Jordan’s Furniture Pay Plan Violates Massachusetts Overtime Law

The Massachusetts Supreme Judicial Court has held that Jordan’s Furniture’s pay plan for its sales employees violates Massachusetts overtime law by unlawfully utilizing draws against commissions to cover its overtime obligations. The SJC makes clear that employers cannot use commissions or draws against commissions to cover the overtime compensation owed to employees.

Massachusetts Supreme Judicial Court

SUMMARY: (court decision – opens in PDF)

“The primary issue in this case is whether the commissions-based compensation scheme for sales employees of a retail employer, Jordan’s Furniture, Inc. (Jordan’s), complied with the overtime statute, G.L.c. 151, §1A, and the Sunday pay statute, G.L.c. 136, §6(50). We held in Sullivan v. Sleepy’s LLC, 482 Mass. 227, 228 (2019) (Sleepy’s), that (1) employers must make ‘separate and additional payments’ to one hundred percent commission sales employees, to compensate the employees ‘for every hour [they] worked over forty hours or on Sunday’; and (2) ‘draws and commissions cannot be retroactively allocated’ to meet these requirements ‘even if th[o]se draws and commissions equaled or exceeded the minimum wage for the employees’ first forty hours of work and one and one-half times the minimum wage for all hours worked over forty hours or on Sunday.’

“This class action lawsuit was brought in the Superior Court by a former Jordan’s employee on behalf of all persons employed at one of Jordan’s Massachusetts stores as sales employees between 2016 and 2019 and who worked more than forty hours in any work week or on any Sunday.
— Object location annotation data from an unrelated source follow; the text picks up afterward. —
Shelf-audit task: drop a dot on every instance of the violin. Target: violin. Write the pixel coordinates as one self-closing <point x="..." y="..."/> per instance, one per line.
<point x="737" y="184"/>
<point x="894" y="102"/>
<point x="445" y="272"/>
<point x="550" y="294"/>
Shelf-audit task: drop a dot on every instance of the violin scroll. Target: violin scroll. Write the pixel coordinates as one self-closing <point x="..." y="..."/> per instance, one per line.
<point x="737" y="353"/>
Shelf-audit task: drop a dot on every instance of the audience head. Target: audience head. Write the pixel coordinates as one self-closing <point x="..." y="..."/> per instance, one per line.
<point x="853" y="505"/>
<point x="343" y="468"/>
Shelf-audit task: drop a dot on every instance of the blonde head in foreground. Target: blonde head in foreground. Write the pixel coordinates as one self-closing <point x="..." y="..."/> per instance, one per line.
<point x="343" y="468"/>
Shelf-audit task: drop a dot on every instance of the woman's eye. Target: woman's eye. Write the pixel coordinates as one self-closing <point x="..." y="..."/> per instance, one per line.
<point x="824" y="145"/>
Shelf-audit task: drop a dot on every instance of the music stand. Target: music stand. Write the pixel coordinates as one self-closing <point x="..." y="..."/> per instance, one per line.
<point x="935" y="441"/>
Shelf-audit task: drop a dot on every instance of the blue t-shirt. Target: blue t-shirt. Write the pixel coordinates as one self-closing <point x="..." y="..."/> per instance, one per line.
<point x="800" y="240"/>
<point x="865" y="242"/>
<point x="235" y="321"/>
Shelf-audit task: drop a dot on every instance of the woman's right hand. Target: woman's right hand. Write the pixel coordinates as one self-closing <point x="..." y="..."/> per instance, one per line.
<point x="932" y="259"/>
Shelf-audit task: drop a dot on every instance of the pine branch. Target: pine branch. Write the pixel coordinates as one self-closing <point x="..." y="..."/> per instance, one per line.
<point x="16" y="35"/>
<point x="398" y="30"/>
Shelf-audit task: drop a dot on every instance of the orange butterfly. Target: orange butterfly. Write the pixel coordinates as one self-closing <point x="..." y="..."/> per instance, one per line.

The plaintiff class alleged that Jordan’s failed to comply with the requirements this court outlined in Sleepy’s. … On cross motions for summary judgment, the motion judge agreed and granted summary judgment in favor of the plaintiff class because Jordan’s compensation plan ‘failed to remit separate and additional payments to its sales [employees] for overtime and Sundays,’ thereby violating the overtime and Sunday pay statutes. Subsequently, after the plaintiff class sought statutory attorney’s fees and costs as the prevailing party, the same judge utilized the lodestar method to calculate the award of attorney’s fees, discounted hours spent in settlement negotiations, and enhanced the lodestar figure by using a four times multiplier.

“Jordan’s now appeals, maintaining that its compensation scheme complied with the overtime and Sunday pay statutes, that the judge erred in applying our decision in Sleepy’s retroactively, and that there is no private right of action for violations of the Sunday pay statute. Both parties also appeal from aspects of the judge’s calculation of attorney’s fees.

“We conclude, as the motion judge did, that Jordan’s compensation scheme violated G.L.c. 151, §1A, and G.L.c. 136, §6(50). Further, the judge did not err in applying our holding in Sleepy’s to this case. We also conclude that the Sunday pay statute is enforceable under the Wage Act’s private right of action, G.L.c. 149, §150.”